O custo do trem-bala brasileiro, estimado inicialmente em R$ 11 bilhões, saltou para R$ 33 bilhões no ano passado, e está agora oficialmente ao redor de R$ 35 bilhões, mas há avaliações do setor privado que chegam a R$ 55 bilhões. Levando-se em conta os R$ 35 bilhões, o custo por quilômetro será de quase R$ 70 milhões, investimento suficiente para construir 15 quilômetros de uma ferrovia comum, em que os trens podem desenvolver velocidade de 160 quilômetros por hora, segundo Peter Wanke, da Coppead-RJ, no suplemento especial de Infraestrutura do Valor (7/12).

Pior ainda é a expectativa de baixa utilização. A previsão é que o trem-bala vai transportar 8,7 milhões de passageiros em seu primeiro ano de operação, 2020; o número subirá para 11,3 milhões em 2024 e para 19,3 milhões em 2040. O metrô de São Paulo transporta, em média, 3,7 milhões de passageiros por dia útil. A tarifa mais cara da classe econômica no trecho São Paulo-Rio é de R$ 250, ou R$ 0,49 por quilômetro, competitiva com preços não promocionais das companhias aéreas, mas não com a alternativa rodoviária.

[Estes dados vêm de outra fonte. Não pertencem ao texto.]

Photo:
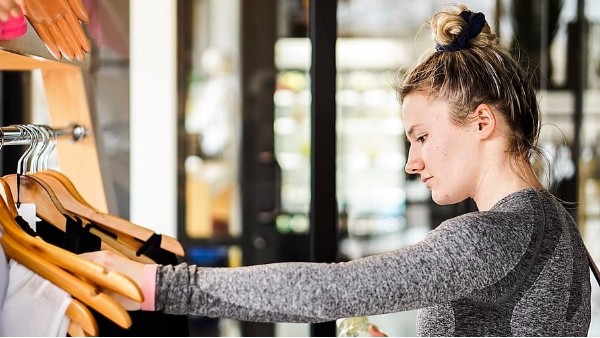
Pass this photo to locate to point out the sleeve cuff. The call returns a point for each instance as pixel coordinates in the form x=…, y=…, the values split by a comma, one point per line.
x=149, y=286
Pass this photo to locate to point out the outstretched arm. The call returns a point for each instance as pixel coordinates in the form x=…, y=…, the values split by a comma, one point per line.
x=58, y=24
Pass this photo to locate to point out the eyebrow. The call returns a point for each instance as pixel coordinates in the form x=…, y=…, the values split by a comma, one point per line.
x=411, y=131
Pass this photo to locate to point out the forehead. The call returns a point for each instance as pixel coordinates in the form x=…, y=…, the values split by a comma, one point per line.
x=422, y=109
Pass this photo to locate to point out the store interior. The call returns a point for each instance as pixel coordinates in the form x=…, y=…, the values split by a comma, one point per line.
x=203, y=126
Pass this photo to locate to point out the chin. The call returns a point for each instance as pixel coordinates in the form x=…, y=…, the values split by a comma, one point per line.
x=441, y=198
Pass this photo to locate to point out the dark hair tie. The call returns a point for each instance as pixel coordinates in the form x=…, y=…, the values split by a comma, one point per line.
x=475, y=23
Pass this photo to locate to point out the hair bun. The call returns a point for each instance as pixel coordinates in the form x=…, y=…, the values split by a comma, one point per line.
x=459, y=28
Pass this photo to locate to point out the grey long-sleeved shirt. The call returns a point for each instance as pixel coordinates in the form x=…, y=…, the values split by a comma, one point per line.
x=518, y=269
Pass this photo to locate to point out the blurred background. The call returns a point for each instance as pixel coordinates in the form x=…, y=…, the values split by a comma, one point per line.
x=202, y=112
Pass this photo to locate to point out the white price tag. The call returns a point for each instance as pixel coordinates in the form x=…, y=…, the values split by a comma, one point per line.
x=27, y=211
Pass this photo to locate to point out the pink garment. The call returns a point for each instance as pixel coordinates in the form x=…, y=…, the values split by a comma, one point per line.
x=149, y=286
x=13, y=28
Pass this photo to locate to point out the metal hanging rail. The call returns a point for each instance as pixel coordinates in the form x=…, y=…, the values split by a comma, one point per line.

Provavelmente por todos esses motivos já houve pelo menos outras três tentativas fracassadas de se colocar o projeto do trem-bala de pé. O primeiro leilão deveria ter acontecido em dezembro de 2010. Foi adiado para abril do ano passado e, depois, para julho, quando não apareceu nenhum interessado. Esperava-se nova tentativa de leilão em março, mas ele foi marcado para 19 de setembro de 2013, na Bovespa, quando deverá ser escolhida a empresa que vai fornecer a tecnologia e será a operadora do trem. Para minimizar o risco de um novo fiasco, o governo vai assumir quase a metade do risco de demanda do empreendimento. Conforme o edital divulgado na semana passada, a estatal Empresa de Planejamento e Logística (EPL) terá uma participação bem maior do que a prevista anteriormente. A fatia da EPL no projeto saltou de um terço para 45%.

Vencerá o leilão a empresa que apresentar a melhor relação entre valor de outorga e o custo de construção do trem-bala. O total do investimento do operador na primeira etapa é de R$ 7,6 bilhões. O BNDES vai financiar a maior parte, R$ 5,37 bilhões em condições vantajosas, pelos 40 anos da concessão, e a EPL entrará com mais R$ 1,03 bilhão. Na prática, a operadora do trem vai desembolsar apenas R$ 1,27 bilhão para ter o controle de um projeto quase 30 vezes mais valioso. Segundo o governo, há grupos franceses, espanhóis, japoneses, coreanos e alemães interessados. A intenção do governo é que tudo esteja pronto em junho de 2019 para a entrada em funcionamento em junho de 2020, depois de um ano de testes.

Uma segunda licitação, prevista para 2014, vai definir a empresa que vai construir a infraestrutura do trem. O governo pretendia que a construtora da infraestrutura também fosse sócia do projeto e, portanto, dividisse riscos e custos. Mas, diante da resistência das empresas, o governo deve assumir também esse risco, pagando pela obra.

Com tantos custos para arcar, não é à toa que o governo agora fala em explorar o espaço imobiliário ao redor das estações que o trem-bala terá para fazer caixa para o projeto.